En los años que fueron del final de la guerra civil española al inicio de la democracia de 1978, el modelo de familia tuvo mucho que ver con la economía. El cabeza de familia (el padre) mantenía a su mujer y a sus hijos; en muchas ocasiones, familias numerosas: había un premio a la natalidad; se lo daban a familias con 14 o 15 hijos.

El excelente escritor Manuel Vicent, en un documental de Luis Alegre y David Trueba, manifiesta que su madre jamás le dio un beso y que su padre practicaba el autoritarismo. Así nos criamos muchos españoles que hoy pasamos de los tres cuartos de siglo. No había besos porque se nos criaba para que lo más pronto posible pudiéramos aportar recursos económicos a la familia. ‘Yo te mantengo a ti, con la condición de que nos mantengas a nosotros cuando no podamos seguir trabajando.’ Eran aquellos tiempos en que los derechos no eran universales.
Con la llegada de la democracia, la sociedad cambió, y con ella, la familia. Padre y madre (la mujer comienza a incorporarse al mercado laboral) mantienen a su prole (ya no tan numerosa). Los hijos, tras un largo proceso de formación, se emancipan. Ya no tendrán que aportar nada a los progenitores. Unos y otros disponen de servicios básicos: sanidad, educación, pensiones, servicios sociales, etc.
En la actualidad, los hijos, con un nivel de formación excelente y un nivel educativo altísimo (41% de la población entre 25 y 64 años tiene estudios superiores; un 6,3% superior a la media de la UE) vuelven a ser mantenidos por sus progenitores.
Se supone que una juventud con el alto nivel educativo tiene unas expectativas altas para obtener un nivel de bienestar aceptable. Según los psicólogos positivistas, la felicidad es la diferencia entre la realidad y las expectativas. Si los niveles de expectativas son bajos, el nivel de bienestar aumenta. Si los niveles de expectativas son altos, aparece la infelicidad.
No parece sensato ni posible que una juventud, que en el 52% de los jóvenes españoles alcanza estudios universitarios, rebaje sus expectativas de obtener un nivel decente de vida. Si esa juventud tiene como expectativas ganar 100 y la realidad le proporciona 150, la felicidad de la misma se verá bien recompensada. Al contrario, si la realidad proporciona 50 a quien esperaba 100, aparece la infelicidad, la preocupación, el rechazo a los agentes políticos y sociales que permiten esa situación.

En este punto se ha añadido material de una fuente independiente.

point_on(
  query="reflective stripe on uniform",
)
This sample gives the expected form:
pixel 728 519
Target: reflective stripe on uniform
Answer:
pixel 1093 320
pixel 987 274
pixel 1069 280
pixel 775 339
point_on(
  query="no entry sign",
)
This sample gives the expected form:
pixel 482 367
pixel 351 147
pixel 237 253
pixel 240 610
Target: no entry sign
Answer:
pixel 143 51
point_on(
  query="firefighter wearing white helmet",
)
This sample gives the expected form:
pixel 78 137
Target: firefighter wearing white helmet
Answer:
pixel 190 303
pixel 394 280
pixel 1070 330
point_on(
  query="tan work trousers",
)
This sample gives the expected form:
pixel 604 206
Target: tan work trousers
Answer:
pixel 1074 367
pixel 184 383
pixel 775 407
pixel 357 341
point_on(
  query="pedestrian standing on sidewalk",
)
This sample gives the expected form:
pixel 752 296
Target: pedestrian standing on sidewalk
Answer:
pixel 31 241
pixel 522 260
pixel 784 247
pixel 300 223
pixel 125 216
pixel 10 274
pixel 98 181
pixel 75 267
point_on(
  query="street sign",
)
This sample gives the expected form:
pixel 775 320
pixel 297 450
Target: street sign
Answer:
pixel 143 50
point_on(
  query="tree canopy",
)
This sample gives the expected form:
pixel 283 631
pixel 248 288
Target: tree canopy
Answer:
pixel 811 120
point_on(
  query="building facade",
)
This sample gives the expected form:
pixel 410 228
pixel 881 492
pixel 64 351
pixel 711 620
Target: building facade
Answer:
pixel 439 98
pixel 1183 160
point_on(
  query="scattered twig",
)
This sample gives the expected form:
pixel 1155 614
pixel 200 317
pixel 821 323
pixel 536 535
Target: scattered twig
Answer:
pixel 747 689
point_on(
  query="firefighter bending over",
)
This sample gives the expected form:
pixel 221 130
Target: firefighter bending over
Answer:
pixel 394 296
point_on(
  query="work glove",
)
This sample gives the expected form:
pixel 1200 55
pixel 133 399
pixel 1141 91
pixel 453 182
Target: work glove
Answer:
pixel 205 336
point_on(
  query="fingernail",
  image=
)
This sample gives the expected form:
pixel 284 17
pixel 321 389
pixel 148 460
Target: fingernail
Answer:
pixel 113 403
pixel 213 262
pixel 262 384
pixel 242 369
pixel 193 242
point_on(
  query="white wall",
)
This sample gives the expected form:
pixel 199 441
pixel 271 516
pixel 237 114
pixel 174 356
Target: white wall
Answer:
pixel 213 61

Creo que no se debe bajar las expectativas a una generación que se describe como la mejor preparada de la historia, no queda otra que mejorar la realidad para que se sientan bien acogidos en la sociedad.
Para que el futuro se dibuje como el mejor recipiente para una generación que no es como la de la transición ni vive en una sociedad como la de la democracia, habrá que intentar buscar aquellos objetivos que les animen a conseguirlos.
Desde 1789, con la Revolución Francesa, se impuso el eslogan de libertad, igualdad, fraternidad e indivisibilidad de la República. No creo que la libertad mueva muchas banderas. Los jóvenes de hoy no vivieron la dictadura y, por lo tanto, ni siquiera llegan a imaginar su significado; la fraternidad es un concepto etéreo que no mueve montañas; la indivisibilidad de la República da para otros cientos de comentarios. Solo queda como camino cargado de futuro: la igualdad. No me refiero a la igualdad legal. Esa ya se consiguió con la Constitución de 1978. Hablo de la igualdad económica.
Durante la última década, el 11% de los más ricos acaparó más del 50% de la riqueza global generada. 30 personas en España acumulan lo mismo que el 30% más pobre del país. El 10% de los españoles más ricos poseían el 56% de la riqueza total. Jeff Bezos poseía en 2018 un patrimonio neto de 112.000 millones de dólares. En 2026 (ener) su patrimonio llegó a 224.000 millones de dólares. Un trabajador estadounidense gana 1,7 millones de dólares en toda su vida laboral. Jeff Bezos gana esa cantidad en 5 minutos. Gana 7,5 millones de dólares por hora. Mientras tanto, 40.000 de sus empleados necesitaron cupones de comida para llegar a fin de mes.
Seguramente muchos jóvenes no encuentren una explicación para que Bill Gates haya comprado un apartamento en New York por 124 millones de euros. Ni tampoco podrán entender las razones por las que el vuelo espacial de 4 minutos de Bezos haya costado 5.500 millones de dólares.
Si se puede limitar el beneficio de los propietarios de más de 2 viviendas, ¿no se puede fijar como un gran objetivo de la generación alfa limitar los astronómicos sueldos de los directivos con alta productividad y altos beneficios?
No obstante, nadie nace siendo empresario. Basta con tener imaginación, coraje, ganas y no huir del riesgo.